В этот день полку присвоено почетное звание «Неманский». Хорошо сражались,
прикрывая наступление наземных войск. Теперь будут называться — полк «Нормандия —
Неман».
Под этим именем полк войдет в бессмертие.
А лейтенант Ролан де Ла Пуап доживет до Победы и получит звание Героя Советского
Союза.
Но он этого еще не знал, когда разглядывал лица советских штабных и думал о том, что
еще предстоит на долгом пути к Победе.
© А. Мартьянов. 06.07. 2012.
06. «Як» или «Лавочкин»
24 апреля 1943 года, аэродром «Васильевское»
Прибытие главы военной миссии майора Мирле в эскадрилье «Нормандия» ждали.
Каждый день промедления казался потерянным напрасно. Не терпелось вступить в бой.
Но «просто так» ничего не делается — политики, а потом военные договаривались,
договаривались, договаривались...
...— Нам не нужно превращать «Нормандию» в еще одну советскую эскадрилью, —
согласился с Мирле командующий авиадивизии генерал Георгий Нефедович Захаров. —
Как символ она стоит гораздо больше, чем как обычное воинское соединение. Но все-таки
необходимо нам найти наилучший способ боевого применения «Нормандии»!
— Французские летчики привыкли к совершенно другому бою, нежели советские, —
объяснял майор Мирле. — Наша тактика отличается яркой индивидуальностью.
— Точно. Мы еще в Раяке об этом говорили, — вступил майор Жан Тюлян. — Вся эта
хваленая «тактика» сводится к одному: каждый лупит, как умеет, а потом возвращается на
аэродром. Если получилось вернуться...
— Вы это всерьез? — нахмурился Мирле.
— Не совсем, — признал Тюлян. — Только отчасти. — И обратился к Захарову: — В
обучении летчиков французской истребительной авиации главенствует принцип
максимальной самостоятельности в бою.

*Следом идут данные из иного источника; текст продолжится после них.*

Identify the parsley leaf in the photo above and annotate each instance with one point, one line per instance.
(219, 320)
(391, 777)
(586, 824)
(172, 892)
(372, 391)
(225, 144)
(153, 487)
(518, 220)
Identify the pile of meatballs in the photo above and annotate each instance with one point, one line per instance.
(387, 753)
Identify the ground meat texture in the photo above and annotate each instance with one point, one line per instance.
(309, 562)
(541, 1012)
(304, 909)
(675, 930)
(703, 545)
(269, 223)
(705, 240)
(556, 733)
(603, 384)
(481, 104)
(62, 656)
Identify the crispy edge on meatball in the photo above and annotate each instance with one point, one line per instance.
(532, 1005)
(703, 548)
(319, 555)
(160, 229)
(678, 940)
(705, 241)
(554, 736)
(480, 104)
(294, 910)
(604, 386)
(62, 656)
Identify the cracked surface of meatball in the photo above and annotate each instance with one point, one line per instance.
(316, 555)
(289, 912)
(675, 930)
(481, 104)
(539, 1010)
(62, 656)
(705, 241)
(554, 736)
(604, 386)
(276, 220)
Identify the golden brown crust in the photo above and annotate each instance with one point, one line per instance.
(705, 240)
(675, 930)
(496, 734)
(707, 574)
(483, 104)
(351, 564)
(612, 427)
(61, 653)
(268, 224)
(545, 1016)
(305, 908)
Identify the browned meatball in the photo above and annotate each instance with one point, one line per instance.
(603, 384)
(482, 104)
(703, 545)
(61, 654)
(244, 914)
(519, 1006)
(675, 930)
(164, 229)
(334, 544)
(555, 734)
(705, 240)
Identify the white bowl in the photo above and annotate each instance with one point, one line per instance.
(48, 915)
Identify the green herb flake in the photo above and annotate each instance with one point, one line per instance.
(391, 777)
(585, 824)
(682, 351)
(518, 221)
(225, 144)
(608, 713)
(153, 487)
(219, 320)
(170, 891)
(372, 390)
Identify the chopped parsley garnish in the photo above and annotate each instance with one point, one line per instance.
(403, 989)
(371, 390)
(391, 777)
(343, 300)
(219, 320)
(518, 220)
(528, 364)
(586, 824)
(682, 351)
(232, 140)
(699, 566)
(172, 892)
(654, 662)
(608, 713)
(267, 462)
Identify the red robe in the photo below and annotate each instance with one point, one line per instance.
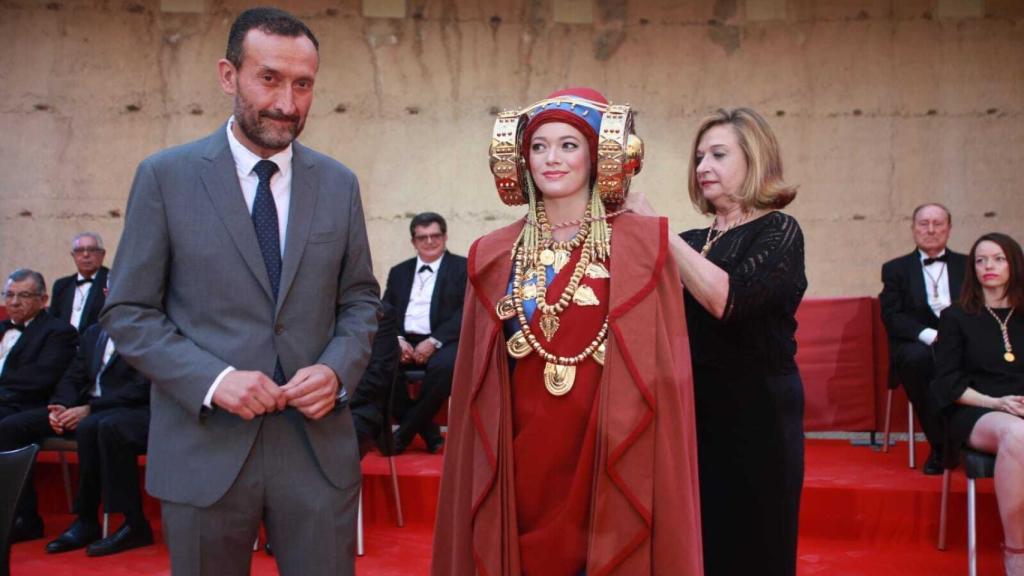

Мы не получаем детальных указаний с земли.
Надеясь только на себя, оцениваем воздушную обстановку и самостоятельно намечаем
направление удара.
— Это не эффективно, — таково было мнение представителя штаба ВВС Красной Армии
инженер-капитана Смолярова.
Тюлян пожал плечами:
— Мы так воюем.
— Вот основные боевые задачи, которые должна выполнять французская эскадрилья на
первых порах своего пребывания в Триста третьей истребительной авиационной дивизии,
— генерал Захаров вынул из нагрудного кармана сложенный листок. — Свободный поиск
вражеских самолетов без перелета линии фронта. — Последние слова он подчеркнул
особо. — И дежурство на аэродроме для вылета на перехват вражеских самолетов.

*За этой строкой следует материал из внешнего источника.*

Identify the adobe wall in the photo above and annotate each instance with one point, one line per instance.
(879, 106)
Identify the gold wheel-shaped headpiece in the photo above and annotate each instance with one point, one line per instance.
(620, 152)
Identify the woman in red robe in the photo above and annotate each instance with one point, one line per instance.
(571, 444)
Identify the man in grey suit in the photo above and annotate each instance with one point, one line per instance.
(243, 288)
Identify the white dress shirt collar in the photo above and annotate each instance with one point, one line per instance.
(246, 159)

Тюлян выразительно покривил рот.
— Пока активность авиации противника невысока, незачем попусту рисковать, — сказал
Смоляров. — Я согласен с товарищем генералом. Этого на первых порах вполне
довольно. И предлагаю по возможности освободить «Нормандию» от сопровождения
штурмовиков и бомбардировщиков при полете в глубокий тыл врага.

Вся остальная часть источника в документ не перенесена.